We installed air conditioning, and now we keep the dome's temperature as low as the expected ambient tempeture of the coming night. We still have bad seeing (something like 2 as), but this is certainly an improvement.
In 2004, we purchased and installed SBIG's so-called AO7 adaptive optics device - a little tiltable mirror that purportedly corrects for seeing. In fact, it works as a wornderful automatic guider; we could switch to an optically reasonable f/6, and could afford as long exposures as 20 minutes without interruption. We took many pretty images oof deep-sky objects with this setup.
In the same year , we started an honors section in astronomy, and made astronomical image taking part of that laboratory. While everyone was ertainly impressed by some of the colorful pretty pictures we produced, we also found increased support for further technical improvement.

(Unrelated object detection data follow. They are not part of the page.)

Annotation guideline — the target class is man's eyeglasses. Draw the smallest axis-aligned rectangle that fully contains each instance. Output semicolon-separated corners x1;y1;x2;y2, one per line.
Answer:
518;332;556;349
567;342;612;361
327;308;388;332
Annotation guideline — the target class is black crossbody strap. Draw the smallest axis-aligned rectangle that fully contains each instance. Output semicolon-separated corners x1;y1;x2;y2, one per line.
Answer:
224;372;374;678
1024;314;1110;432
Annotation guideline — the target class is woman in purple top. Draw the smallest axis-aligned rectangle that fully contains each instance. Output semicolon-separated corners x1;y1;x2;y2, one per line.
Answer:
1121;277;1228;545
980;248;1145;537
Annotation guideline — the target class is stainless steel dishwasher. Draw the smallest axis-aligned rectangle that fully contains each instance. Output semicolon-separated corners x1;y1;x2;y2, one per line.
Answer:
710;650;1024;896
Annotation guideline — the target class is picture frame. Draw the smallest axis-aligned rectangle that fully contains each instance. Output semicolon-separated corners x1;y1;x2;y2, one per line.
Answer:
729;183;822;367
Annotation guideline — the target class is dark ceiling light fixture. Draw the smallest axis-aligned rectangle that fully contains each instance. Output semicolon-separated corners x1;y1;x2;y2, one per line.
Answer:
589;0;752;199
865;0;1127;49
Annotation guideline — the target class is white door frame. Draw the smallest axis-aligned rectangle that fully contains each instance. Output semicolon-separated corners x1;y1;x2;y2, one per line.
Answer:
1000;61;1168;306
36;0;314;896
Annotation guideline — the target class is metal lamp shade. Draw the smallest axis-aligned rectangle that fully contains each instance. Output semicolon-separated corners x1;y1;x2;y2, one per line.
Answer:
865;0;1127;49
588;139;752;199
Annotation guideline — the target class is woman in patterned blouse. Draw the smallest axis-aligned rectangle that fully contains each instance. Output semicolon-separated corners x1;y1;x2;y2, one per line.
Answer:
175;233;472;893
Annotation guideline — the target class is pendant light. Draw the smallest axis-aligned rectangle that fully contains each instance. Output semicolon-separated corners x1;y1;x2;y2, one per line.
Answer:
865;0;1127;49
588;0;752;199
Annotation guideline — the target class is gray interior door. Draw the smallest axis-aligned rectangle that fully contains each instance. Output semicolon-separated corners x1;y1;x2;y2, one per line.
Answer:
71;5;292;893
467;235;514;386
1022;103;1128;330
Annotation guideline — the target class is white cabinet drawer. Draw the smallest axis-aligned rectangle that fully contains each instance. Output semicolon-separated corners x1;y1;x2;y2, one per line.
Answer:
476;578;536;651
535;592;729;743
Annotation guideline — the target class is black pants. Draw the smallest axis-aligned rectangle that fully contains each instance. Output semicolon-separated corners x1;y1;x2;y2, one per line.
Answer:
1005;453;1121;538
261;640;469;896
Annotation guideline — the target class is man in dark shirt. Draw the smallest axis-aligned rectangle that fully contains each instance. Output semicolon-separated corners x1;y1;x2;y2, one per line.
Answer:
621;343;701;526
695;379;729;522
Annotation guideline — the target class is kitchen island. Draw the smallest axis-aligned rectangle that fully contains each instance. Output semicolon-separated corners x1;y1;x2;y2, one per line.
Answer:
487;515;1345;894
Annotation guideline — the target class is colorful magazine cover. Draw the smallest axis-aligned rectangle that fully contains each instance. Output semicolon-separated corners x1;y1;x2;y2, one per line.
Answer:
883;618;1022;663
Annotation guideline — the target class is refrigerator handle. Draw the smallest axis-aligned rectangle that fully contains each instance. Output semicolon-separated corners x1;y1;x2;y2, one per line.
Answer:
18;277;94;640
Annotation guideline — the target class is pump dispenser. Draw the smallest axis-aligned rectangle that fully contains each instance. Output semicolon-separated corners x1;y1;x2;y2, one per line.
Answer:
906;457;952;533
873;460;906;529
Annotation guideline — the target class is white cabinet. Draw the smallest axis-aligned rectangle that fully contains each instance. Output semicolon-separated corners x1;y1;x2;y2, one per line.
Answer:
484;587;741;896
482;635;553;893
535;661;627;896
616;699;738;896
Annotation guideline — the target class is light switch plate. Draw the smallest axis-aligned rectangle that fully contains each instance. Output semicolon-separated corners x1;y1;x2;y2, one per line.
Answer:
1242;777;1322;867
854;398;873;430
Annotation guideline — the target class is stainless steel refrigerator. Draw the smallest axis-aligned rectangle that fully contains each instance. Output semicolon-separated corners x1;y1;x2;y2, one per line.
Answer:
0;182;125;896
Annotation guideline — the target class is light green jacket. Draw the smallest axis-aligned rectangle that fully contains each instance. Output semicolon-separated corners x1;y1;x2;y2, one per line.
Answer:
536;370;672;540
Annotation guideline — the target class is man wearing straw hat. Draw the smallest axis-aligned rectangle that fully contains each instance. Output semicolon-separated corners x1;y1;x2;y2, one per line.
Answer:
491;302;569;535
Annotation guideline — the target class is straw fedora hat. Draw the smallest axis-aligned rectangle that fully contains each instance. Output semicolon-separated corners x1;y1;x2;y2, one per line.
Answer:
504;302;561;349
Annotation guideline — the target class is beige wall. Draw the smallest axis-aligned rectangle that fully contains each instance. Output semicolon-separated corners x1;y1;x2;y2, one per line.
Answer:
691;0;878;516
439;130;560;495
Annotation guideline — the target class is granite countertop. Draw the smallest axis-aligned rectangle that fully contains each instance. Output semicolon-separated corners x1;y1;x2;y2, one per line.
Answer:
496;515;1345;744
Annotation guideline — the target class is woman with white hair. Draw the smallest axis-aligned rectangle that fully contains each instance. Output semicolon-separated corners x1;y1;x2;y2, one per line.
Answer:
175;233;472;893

A great step towards professional quality work was the purchase of a Paramount ME mount and of an ST-10 camera in 2007. Not having the funds available to buy a good quality telescope as well, we installed the old Meade 12-inch Schmidt-Cassegrain on the now state-of-the-art mount. With a decent quality focal reducer we work at f/5.7 now, and the field is 20' x 30'. Indeed, this setup puts as large a field on the CCD as the scope can image at all, at full resolution.
At this point we take more than ten pretty pictures a semester; our total exposure times can be as long as five hours. We can occasionally detect stars down to 20 magnitudes; some of the galaxies and nebulae look quite spectacular on our student picutes.
As to future planes, investigations are underway to battle the "bottleneck": star sizes on long exposure images are still 3-4 arc seconds, too large. A new, 17-inch telescope is about to be purchased, which is supposed to make a great difference.